Updated

The Audubon Society once again is scaring the public about pesticides. Almost 30 years after its successful — but untruthful — campaign against the insecticide DDT, the Audubon Society is targeting lawn chemicals used to control grubs, fungus and weeds.

In a recent op-ed in Long Island's Newsday, Audubon Society staffers claimed that New York state wildlife pathologists determined pesticide poisoning was the "single leading cause of death among birds" in New York.

"Birds are well-known indicators of environmental perils. They warned about DDT in the 1970s. They warned us about West Nile [virus]. Now they're warning us again," the piece said.
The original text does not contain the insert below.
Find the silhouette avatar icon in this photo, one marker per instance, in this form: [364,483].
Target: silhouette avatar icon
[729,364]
We need to be warned to ignore such blather from the Audubon Society.

Here's the real story about the New York pathology report.

Because of West Nile virus, investigators at the state wildlife laboratory in Elmar analyzed 3,216 bird carcasses sent in by New Yorkers. In March 2001, the lab issued a report on the carcasses that the scientists had analyzed to that point. West Nile virus was blamed for 1,263 deaths. Other toxins were to blame in 1,953 deaths. The Audubon Society wants you to believe that the toxin-related deaths are due to pesticides used for lawn care.

The New York report indicated that pesticides were identified in 219 bird deaths. But that number is misleading. Thirty of those birds were killed by a product intended for eliminating nuisance birds such as starlings, and 100 of them were deliberately and illegally killed when someone laced bread with an insecticide not available to homeowners.

The report, in fact, indicates that lawn care pesticides might have been involved in only 27 bird deaths — less than one percent of the deaths investigated. Even accepting the report at face value, lawn care pesticides are hardly the leading cause of bird deaths in New York.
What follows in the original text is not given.